Girding itself for its final battle, the video game industry will lay out its arguments before the U.S. Supreme Court on why California’s ban on the sale or rental of violent video games to minors violates the developers’ free speech rights.

The industry, expected to file its brief with the high court late Friday, seeks to overturn the state statute as it also takes on family advocates who argue that parents should be able to determine whether their children get exposed to violent media.

Inflamed passions on both sides are likely to result in a pitched battle in the weeks ahead with tactics that would rival — figuratively speaking — the most violent game in the market.

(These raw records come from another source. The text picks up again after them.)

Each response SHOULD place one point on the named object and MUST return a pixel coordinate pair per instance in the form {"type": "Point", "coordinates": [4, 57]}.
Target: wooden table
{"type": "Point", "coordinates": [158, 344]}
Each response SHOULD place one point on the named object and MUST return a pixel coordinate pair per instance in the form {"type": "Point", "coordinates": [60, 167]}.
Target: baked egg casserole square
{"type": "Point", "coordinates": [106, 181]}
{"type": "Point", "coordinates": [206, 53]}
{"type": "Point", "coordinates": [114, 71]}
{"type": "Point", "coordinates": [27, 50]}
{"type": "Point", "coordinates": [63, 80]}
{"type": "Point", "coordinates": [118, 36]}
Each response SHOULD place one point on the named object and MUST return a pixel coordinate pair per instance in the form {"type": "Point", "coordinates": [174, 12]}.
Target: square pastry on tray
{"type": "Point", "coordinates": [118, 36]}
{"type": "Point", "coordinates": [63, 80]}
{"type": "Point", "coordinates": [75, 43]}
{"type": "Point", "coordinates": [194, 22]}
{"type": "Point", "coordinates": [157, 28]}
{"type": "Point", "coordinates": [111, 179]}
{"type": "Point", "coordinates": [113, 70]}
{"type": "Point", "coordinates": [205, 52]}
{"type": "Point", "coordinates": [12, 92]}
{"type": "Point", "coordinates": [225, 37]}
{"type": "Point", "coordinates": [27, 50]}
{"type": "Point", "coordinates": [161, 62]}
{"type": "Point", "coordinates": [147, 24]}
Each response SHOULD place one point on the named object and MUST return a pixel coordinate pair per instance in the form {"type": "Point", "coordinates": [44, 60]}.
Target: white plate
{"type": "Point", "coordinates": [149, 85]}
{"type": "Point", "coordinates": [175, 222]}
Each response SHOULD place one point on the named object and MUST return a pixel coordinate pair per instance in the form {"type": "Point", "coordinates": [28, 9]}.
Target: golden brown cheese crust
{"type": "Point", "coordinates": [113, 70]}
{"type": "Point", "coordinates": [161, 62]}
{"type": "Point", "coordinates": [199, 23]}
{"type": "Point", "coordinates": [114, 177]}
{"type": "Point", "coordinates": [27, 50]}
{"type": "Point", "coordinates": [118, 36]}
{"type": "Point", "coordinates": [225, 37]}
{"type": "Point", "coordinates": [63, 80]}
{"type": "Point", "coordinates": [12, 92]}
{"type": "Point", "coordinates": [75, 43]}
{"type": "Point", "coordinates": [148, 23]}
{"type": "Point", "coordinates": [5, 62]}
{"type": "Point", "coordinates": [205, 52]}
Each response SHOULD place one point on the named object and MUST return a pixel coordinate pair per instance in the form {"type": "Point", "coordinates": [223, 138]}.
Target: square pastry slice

“Forget the 800-pound gorillas,” said Hal Halpin, president of the Entertainment Consumers Assn., which represent video game players. “This is more like armies going to war.”

The focus of the conflict is a state law, signed by Gov. Arnold Schwarzenegger in 2005 and subsequently declared unconstitutional in 2009 by the U.S. 9th Circuit Court of Appeals in San Francisco in a case entitled Schwarzenegger vs. the Entertainment Merchants Assn. Because of the court challenge, the law never took effect, pending outcome of the trials.

Although the California law is restricted to video games, free-speech advocates say the case opens the door for states to begin regulating other media, such as violent movies, books and music with explicit lyrics.

Constitutional legal scholars are watching the case closely to see how the high court will weigh children’s 1st Amendment rights against parents’ right to modulate their children’s media diet.

In the past, courts have demonstrated a reluctance to fetter free speech, doing so only on rare occasions when a greater public threat could be demonstrated. Yelling “Fire!” in a crowded theater, for example, can be outlawed, as are forms of hate speech. Courts have also allowed states to regulate the sale of pornography to children.

In defending the law, California Atty. Gen. Jerry Brown argued in a brief submitted to the Supreme Court that violent games should be regarded under the same standard as porn.

“There is no sound basis in logic or policy for treating offensively violent, harmful material with no redeeming value for children any different than sexually explicit material,” Brown wrote.

The state’s argument hinges on the belief that violent games damage children.

“Ultra-violent games are a public health issue,” said Jim Steyer, chief executive of Common Sense Media Inc., an advocacy firm in San Francisco that supports the California law. “Therefore, their sale should be considered in that light.”

The video game industry is likely to vehemently dispute that assertion in its brief due Friday, as it has in the past.

“No compelling state interest exists that justifies the broad suppression of speech imposed by the act,” the merchants association, along with the Entertainment Software Assn., an industry group, wrote in a 2005 brief that successfully requested that federal courts suspend the law.

Unwilling to yield the high ground with parents to family advocates, the industry has also strenuously argued that it already gives parents the tools to make informed decisions about which games their children can play.

Under voluntary guidelines, the vast majority of video games sold in stores are required to submit to an evaluation by the Entertainment Software Rating Board, an industry-supported organization that assigns ratings for age-appropriateness as well as descriptive labels, such as “comic mischief” and “intense violence.” Many retailers require salesclerks to verify age before selling violent games that have been given a “Mature” rating by the board.

Both sides have pored over academic journals and court opinions in search of scientific and legal ammunition, and the coming weeks are likely to see an outpouring of conflicting research designed to persuade public opinion leading up to a Nov. 2 hearing before the Supreme Court.